Procurement Fraud: Outsourcing Services, Not Assets
As organizations continue to seek efficiencies by outsourcing services and goods, they have become more vulnerable to procurement fraud. Below are warning signs of procurement fraud that all managers, board members and advisors should be alert for.
Complaints regarding low quality, inadequate quantity and wrong products may reflect a vendor’s intentional actions. Often, unscrupulous vendors will plead ignorance and seek forgiveness once caught. Until being caught, they can profit from their actions. Furthermore, listening thoughtfully to complaints from vendors who lost in bidding situations may uncover deeper problems. For example, awards repeatedly going to another vendor may indicate a level of collusion between an employee and that vendor.
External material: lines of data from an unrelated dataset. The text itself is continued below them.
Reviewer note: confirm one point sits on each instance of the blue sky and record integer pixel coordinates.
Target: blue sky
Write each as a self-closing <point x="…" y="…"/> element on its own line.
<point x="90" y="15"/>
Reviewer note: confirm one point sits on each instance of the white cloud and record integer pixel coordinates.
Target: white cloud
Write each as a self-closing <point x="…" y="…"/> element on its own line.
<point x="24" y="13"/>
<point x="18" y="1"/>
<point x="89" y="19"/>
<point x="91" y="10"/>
In addition to repeated awards to the same vendor, other patterns can include one vendor pricing well below the norm, which may suggest the use of inferior products, or a few vendors pricing well above others, which may suggest an attempt at price fixing. Additionally, a pattern of multiple contracts just below bidding thresholds, and to one vendor, may be an intentional act by an employee to drive work to that vendor in exchange for kickbacks.
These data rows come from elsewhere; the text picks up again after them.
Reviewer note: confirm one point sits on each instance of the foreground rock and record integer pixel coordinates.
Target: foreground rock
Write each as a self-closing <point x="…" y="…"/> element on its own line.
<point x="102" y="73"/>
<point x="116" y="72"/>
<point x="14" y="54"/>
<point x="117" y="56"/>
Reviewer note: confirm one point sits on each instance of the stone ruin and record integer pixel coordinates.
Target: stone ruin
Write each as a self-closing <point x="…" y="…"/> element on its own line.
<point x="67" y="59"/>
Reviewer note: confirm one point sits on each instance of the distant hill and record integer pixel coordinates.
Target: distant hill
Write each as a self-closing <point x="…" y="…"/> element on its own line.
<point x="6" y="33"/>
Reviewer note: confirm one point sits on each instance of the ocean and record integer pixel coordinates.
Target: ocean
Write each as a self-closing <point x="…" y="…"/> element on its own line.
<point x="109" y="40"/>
When organizations have no expertise to allow the recognition of appropriate pricing, some vendors will abuse this situation by working with other vendors to inflate pricing. For example several vendors may work together to take turns submitting proposals that make one appear to offer a great price. In reality, all may be grossly overstated although one is less so than the others.
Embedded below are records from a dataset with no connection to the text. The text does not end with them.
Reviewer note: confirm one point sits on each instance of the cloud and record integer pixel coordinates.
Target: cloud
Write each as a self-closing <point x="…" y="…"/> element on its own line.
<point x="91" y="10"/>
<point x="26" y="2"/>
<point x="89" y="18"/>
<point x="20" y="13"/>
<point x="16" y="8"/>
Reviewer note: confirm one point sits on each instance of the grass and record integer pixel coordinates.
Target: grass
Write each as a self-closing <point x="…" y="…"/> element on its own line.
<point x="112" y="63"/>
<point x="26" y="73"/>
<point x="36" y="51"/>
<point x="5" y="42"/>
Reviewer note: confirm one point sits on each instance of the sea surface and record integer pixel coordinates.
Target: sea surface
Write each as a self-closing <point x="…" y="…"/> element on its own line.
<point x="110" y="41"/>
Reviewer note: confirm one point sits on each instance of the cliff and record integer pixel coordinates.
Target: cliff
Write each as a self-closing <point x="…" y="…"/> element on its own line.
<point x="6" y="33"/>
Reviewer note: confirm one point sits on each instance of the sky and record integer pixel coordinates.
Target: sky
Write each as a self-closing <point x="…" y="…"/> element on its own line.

Frequent contract revisions can be the result of collusion. “Urgent” needs on existing contracts, prohibiting the ability to appropriately bid goods or services may also be a red flag.
The above examples are some of the more common problems in procurement fraud, but are far from a comprehensive list of risks and warning signs.
With a lack of internal controls and/or a limited amount of oversight, selecting deals that seem too good to be true may result in organizations “getting what they paid for”…or even worse, not getting what they paid for.